La celebración comenzó con las palabras de bienvenida de Fr. José Miguel Bello, superior provincial, quien invitó a vivir este Mes de la Amigonianidad como un tiempo para celebrar y agradecer el camino recorrido, pero también para renovar la misión recibida del padre Luis Amigó, teniendo siempre como modelo a Nuestra Madre de los Dolores: “Comenzamos este mes cobijados bajo la mirada amorosa de nuestra Madre de los Dolores, en el día de su festividad, quien contempló y acompañó los sufrimientos de su hijo Jesús. Al recordarla al pie de la cruz, no podemos olvidarnos de tantas personas y familias que hoy sufren los efectos declaradores de la violencia y la injusticia”.

En su homilía, el P. Félix Martínez también quiso hacer hincapié en nuestra misión como Familia Amigoniana al servicio de los demás: “Durante este mes que iniciamos debemos fortalecernos para seguir acompañando a quienes el Señor pone en nuestro camino: centros de atención especializados con menores, jóvenes, familias, comedores sociales, en colegios, parroquias, etcétera. Que las distintas celebraciones de este mes que iniciamos nos ayuden a sentirnos parte de una misma familia, a reforzar nuestra identidad, nuestra vocación para que entre todos podamos hacernos y hacer mucho bien en nuestros contextos cotidianos”.
La acción de gracias de la celebración corrió a cargo de la Hna. Matilde Mena, superiora provincial de las Hermanas Terciarias Capuchinas, que puso voz al agradecimiento compartido por tantos años de historia, entrega y servicio. “En este inicio del Mes de la Amigonianidad queremos dar gracias por nuestra Familia Carismática Amigoniana, por el legado de nuestro P. Fundador y por todas las personas que han sembrado misericordia. Damos gracias también por nuestros mártires, que su ejemplo son anime a vivir con autenticidad nuestra fe”
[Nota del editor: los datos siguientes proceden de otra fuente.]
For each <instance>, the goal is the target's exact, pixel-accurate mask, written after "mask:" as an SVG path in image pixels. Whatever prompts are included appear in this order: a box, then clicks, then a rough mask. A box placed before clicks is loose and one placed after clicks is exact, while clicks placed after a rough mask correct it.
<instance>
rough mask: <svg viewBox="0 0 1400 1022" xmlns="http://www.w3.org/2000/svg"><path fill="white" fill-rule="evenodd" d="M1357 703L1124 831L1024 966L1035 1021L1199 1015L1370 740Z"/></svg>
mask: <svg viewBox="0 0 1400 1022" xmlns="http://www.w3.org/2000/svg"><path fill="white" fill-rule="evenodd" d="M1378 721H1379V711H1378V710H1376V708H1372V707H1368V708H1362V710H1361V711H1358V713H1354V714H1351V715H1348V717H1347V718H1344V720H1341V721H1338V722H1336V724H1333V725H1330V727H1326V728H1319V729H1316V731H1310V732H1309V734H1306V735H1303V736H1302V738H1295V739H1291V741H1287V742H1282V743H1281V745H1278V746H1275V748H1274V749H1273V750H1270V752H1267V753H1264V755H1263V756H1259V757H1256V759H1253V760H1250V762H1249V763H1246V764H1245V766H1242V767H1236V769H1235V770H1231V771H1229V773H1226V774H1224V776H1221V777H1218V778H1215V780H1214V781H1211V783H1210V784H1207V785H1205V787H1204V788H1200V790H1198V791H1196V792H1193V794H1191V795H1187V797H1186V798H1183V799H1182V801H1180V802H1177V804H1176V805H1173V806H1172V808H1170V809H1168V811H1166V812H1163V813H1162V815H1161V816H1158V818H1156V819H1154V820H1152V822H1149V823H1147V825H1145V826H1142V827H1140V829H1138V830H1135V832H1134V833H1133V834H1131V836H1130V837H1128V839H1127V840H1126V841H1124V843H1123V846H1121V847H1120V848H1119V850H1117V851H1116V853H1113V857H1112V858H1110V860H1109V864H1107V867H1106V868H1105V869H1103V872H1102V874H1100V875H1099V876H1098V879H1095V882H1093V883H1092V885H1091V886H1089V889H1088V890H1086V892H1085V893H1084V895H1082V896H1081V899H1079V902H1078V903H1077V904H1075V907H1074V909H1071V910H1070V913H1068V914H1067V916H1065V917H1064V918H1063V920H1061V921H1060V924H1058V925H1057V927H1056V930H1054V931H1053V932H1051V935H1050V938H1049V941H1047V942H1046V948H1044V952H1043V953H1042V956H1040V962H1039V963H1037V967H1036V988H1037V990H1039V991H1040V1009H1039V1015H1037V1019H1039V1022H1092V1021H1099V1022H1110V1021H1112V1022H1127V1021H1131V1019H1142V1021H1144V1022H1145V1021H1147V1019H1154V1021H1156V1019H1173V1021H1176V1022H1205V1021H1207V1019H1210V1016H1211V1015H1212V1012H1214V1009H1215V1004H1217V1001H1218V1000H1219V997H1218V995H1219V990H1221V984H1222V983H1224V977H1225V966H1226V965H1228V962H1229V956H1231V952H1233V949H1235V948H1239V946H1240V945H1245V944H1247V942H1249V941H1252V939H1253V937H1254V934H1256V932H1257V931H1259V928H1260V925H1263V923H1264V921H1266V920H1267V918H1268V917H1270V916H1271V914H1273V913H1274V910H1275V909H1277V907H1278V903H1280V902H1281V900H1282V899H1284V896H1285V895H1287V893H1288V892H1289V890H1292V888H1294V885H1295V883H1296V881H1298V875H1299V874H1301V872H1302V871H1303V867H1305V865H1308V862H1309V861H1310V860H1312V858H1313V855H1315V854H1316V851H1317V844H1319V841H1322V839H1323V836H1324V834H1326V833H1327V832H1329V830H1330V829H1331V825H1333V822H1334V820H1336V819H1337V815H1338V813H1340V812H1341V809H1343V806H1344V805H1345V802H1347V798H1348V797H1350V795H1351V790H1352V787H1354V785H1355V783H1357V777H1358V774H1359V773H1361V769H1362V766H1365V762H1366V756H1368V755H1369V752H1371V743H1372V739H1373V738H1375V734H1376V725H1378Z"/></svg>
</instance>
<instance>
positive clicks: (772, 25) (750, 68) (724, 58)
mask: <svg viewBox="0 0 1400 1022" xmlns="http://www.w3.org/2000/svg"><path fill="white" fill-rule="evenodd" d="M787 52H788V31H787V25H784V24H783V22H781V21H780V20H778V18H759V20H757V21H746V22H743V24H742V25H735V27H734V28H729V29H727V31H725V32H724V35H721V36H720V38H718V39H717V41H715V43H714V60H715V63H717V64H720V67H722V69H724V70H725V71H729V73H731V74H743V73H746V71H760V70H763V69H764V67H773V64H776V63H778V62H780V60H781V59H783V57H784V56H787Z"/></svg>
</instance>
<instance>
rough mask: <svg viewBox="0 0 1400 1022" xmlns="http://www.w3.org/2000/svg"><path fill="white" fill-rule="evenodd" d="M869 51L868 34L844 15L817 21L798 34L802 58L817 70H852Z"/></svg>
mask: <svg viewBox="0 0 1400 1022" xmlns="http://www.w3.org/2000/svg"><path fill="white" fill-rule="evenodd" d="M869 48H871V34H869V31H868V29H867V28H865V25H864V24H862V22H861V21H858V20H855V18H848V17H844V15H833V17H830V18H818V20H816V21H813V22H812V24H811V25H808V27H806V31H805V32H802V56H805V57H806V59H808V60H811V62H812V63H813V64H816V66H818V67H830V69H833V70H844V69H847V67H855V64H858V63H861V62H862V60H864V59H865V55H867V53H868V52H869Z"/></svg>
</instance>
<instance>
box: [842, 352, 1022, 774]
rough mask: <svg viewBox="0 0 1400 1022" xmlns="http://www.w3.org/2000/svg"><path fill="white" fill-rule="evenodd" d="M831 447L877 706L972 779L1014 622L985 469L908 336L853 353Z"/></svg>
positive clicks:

Este Mes adquiere un significado especial al coincidir con el 25.º aniversario de la beatificación de los mártires amigonianos, celebrada en Roma en 2001. Su testimonio constituye una parte esencial de la memoria de la Congregación y ofrece a toda la Familia Amigoniana una oportunidad para volver a sus vidas, recordar su entrega y descubrir en ellas una expresión radical de fidelidad a la vocación recibida.

Además, La celebración incorpora también otro aniversario significativo para la espiritualidad que inspira a la Familia Amigoniana: el VIII Centenario de la muerte de san Francisco de Asís. La figura del santo de Asís recuerda la raíz franciscana del carisma amigoniano y su invitación a vivir desde la fraternidad, la sencillez, la cercanía y el cuidado de quienes se encuentran en situaciones de mayor vulnerabilidad.
Con esta celebración se abre un Mes de la Amigonianidad que invita a toda la Familia Amigoniana a detenerse, mirar la propia historia y reconocer las muchas vidas que han contribuido a construirla. Religiosos, religiosas, personas laicas, profesores/as, educadores/as, profesionales, jóvenes y tantas personas vinculadas a las obras amigonianas forman parte de una historia que sigue escribiéndose.